La sfida lanciata in questi ultimi anni dalle neuroscienze non è però solo una pericolosa riduzione della coscienza e della sua possibilità di formarla adeguatamente. Proprio dagli studi neuroscientifici emergono anche prospettive stimolanti per il compito ecclesiale di educare a livello morale. Come le scienze psicologiche e sociali hanno ampliato nella pedagogia cristiana la consapevolezza circa i condizionamenti della coscienza, così anche i recenti studi sul cervello umano offrono dei tasselli per cogliere meglio la sua complessità. Occorre tenere presente tale complessità della coscienza morale, affinché l'educazione morale sia più aderente alla realtà ed efficace nella vita delle persone. Le scienze, infatti, se coltivate onestamente e senza pregiudizi ideologici, non sono mai nemiche della fede.

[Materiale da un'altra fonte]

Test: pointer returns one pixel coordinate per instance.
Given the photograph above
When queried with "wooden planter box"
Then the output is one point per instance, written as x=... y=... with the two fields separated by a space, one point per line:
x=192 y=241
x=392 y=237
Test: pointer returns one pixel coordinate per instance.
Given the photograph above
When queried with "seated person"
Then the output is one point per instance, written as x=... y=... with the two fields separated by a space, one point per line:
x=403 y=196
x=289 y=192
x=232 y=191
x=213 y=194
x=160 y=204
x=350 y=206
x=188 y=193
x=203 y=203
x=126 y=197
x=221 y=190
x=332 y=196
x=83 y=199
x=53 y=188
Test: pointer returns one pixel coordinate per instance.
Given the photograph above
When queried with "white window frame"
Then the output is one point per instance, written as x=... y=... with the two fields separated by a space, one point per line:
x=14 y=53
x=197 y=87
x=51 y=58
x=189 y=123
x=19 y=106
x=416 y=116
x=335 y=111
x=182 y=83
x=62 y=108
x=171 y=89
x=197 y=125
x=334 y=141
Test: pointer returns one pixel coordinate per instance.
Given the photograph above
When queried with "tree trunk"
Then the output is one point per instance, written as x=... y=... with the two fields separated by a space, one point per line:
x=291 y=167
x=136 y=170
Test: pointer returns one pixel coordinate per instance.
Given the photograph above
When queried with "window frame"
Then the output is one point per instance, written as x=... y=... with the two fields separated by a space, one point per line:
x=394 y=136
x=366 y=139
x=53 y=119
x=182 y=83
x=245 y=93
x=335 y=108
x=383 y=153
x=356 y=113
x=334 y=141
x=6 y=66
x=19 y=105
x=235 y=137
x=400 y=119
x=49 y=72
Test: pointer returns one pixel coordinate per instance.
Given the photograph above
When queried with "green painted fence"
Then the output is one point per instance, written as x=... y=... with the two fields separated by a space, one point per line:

Così le neuroscienze ci ricordano, ad esempio, che nell'educazione morale è fondamentale la componente affettiva. Il decidere è strettamente legato agli affetti, alle emozioni, come già una certa tradizione spirituale aveva intuito saggiamente: si pensi ad esempio alla dinamica degli Esercizi spirituali di sant'Ignazio di Loyola che è particolarmente attenta a questa dimensione empatica e anche emotiva in ordine al discernimento morale e spirituale. Troppo spesso si è pensato nel passato alla formazione della coscienza soprattutto come problema di trasmissione di contenuti normativi: sullo sfondo vi era una concezione della coscienza per cui la formazione era intesa prevalentemente come trasmissione di un sapere.

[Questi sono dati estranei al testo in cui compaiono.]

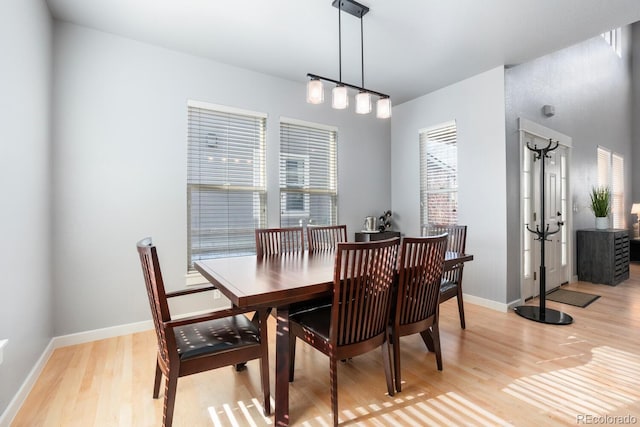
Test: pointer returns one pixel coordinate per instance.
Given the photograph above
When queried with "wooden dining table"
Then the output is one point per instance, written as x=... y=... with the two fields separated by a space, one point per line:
x=278 y=281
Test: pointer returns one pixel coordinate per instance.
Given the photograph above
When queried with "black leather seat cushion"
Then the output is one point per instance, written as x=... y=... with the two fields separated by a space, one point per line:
x=317 y=320
x=215 y=336
x=447 y=285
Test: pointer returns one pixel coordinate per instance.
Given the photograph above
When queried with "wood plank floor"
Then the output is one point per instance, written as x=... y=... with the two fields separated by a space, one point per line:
x=501 y=370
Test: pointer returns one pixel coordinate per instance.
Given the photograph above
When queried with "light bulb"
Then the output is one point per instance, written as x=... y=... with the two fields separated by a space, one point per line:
x=363 y=103
x=383 y=108
x=315 y=92
x=340 y=99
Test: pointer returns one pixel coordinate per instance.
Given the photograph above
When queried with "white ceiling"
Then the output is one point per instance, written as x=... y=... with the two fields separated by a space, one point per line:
x=411 y=47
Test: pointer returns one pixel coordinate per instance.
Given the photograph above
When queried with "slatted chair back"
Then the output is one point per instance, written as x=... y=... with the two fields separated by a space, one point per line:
x=456 y=242
x=419 y=276
x=363 y=281
x=156 y=294
x=416 y=311
x=202 y=342
x=322 y=238
x=452 y=277
x=356 y=322
x=277 y=241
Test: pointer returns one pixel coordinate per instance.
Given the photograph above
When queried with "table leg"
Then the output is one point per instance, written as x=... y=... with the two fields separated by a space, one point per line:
x=282 y=367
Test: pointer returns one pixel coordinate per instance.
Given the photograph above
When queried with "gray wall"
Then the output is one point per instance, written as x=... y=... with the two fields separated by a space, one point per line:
x=635 y=152
x=590 y=87
x=120 y=115
x=25 y=172
x=477 y=106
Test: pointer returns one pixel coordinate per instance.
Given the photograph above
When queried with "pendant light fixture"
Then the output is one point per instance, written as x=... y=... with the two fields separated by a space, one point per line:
x=339 y=94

Il dialogo con le scienze empiriche incoraggia invece a prendere maggiormente sul serio la dimensione degli affetti, delle emozioni, dei bisogni nello sforzo di educare la vita morale dei credenti. Il decidere morale è molto più di un'applicazione sillogistica; esso è discernimento che coinvolge non solo la ragione, ma anche il cuore. Gli educatori e i confessori sono sollecitati a convincersi che non basta più solo enunciare la verità morale, ma occorre proporla in modo significativo, affinché sia incontrata con la mente e con le risorse affettive ed emotive della persona. In questa prospettiva è altamente significativa la riscoperta dell'etica delle virtù che ha guadagnato recentemente nuova attenzione e attualità. Le virtù, in quanto disposizioni abituali e ferme a fare il bene, mettono in rilievo come tale disposizione è profondamente legata a tutte le dimensione della persona umana, non solo a quella cognitiva. È in questione un'idea di formazione integrale della personalità morale: il pensare, il sentire e il decidere sono intrecciati in modo inseparabile.